The worst 'hardware' problem I've had is the backup battery going bad. Now this could be a consequence of shutting the thing off all the time, but I'm not so sure. The computer would have to be taking over the job of powering the memory any time it was powered up. Maybe it does this, but it would also then be raising the voltage on the memory b+, which is to say it would tend to be charging the non-rechargeable backup battery, and at the same time would be removing the faulty condition that this computer develops when the backup voltage is low. This it doesn't do- I can have the computer on and running, and it has gone into a condition from which the only escape is a re-instal of windows. Replacing the battery has resolved the problems 3 times now.

As far as unwanted dialers, etc, I've had my share, but I'm also doing now what many of you would consider completely taboo- I don't run any virus software, firewalls, zone alarm, anti-spy ware- nothing of the kind. I do not use ms IE or mail programs, and I know for fact that has saved me a lot of grief.

If I ran my new computer this way, with xp and on the internet, I'd probably have all kind of nightmares. I mainly use the new box for photo manipulation, with no internet connection to the world, so here I sit- in front of the old box with dial up and a cheesy dell monitor that's getting weak. It keeps on going, and going, and going-

Orrin
05-09-2008, 10:02 AM
I'm just curious, do you leave your computer on when you aren't using it?

I'm afraid to do that for fear someone could use my machine for a terminal.

As a rule, we go off line and shut down our computers every night. The exception was when this all took place. It was my birthday and because of all the distractions the computer was left running, but off-line. The next morning I discovered it was halfway through a seventeen megabyte download, something that would take many hours on our dial-up connection.

I can only conclude a dialer was automatically activated.

Regards,

Orrin

interiorpainter
05-09-2008, 10:23 AM
Control alt delete will give you a popup menu with a status of all the things your puter is doing.
Highlite the item you want to terminate.

Evan
05-09-2008, 01:40 PM
Unfortunately, it is easy to hide things so they don't show in task manager. To really see what is happening you need better software.

Fortunately, such software is actually available from... Microsoft. They can't really take credit for it though. A couple of years ago they made an offer to the guys at Sysinternals that they couldn't refuse and they joined up with Microsoft. They must have negotiated an unusually good deal because they retained the right to distribute all of their very clever utilities for snooping into the Windows system.

Get it here. Download and run the file in the zip folder, no installation required. It makes zero changes to your system and nothing can hide from it.

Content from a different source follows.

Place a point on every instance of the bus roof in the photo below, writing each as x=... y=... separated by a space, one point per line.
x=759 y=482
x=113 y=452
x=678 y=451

http://technet.microsoft.com/en-us/sysinternals/bb896645.aspx

They even retained the right to continue to distribute the Blue Screen Of Death screen saver. :D Don't worry, it's harmless but it will scare the sheet out an IT guy the first time he sees it...

http://technet.microsoft.com/en-us/sysinternals/bb897558.aspx


[edit] To make sense of what is going on in Process Monitor begin by selecting only "Show Process and Thread Activity", second icon from the right on the toolbar. Turn off the others to start with.

interiorpainter
05-11-2008, 06:56 AM
Thanks for the nice tip.
It is hard to keep your puter clean, even on "normal" sites.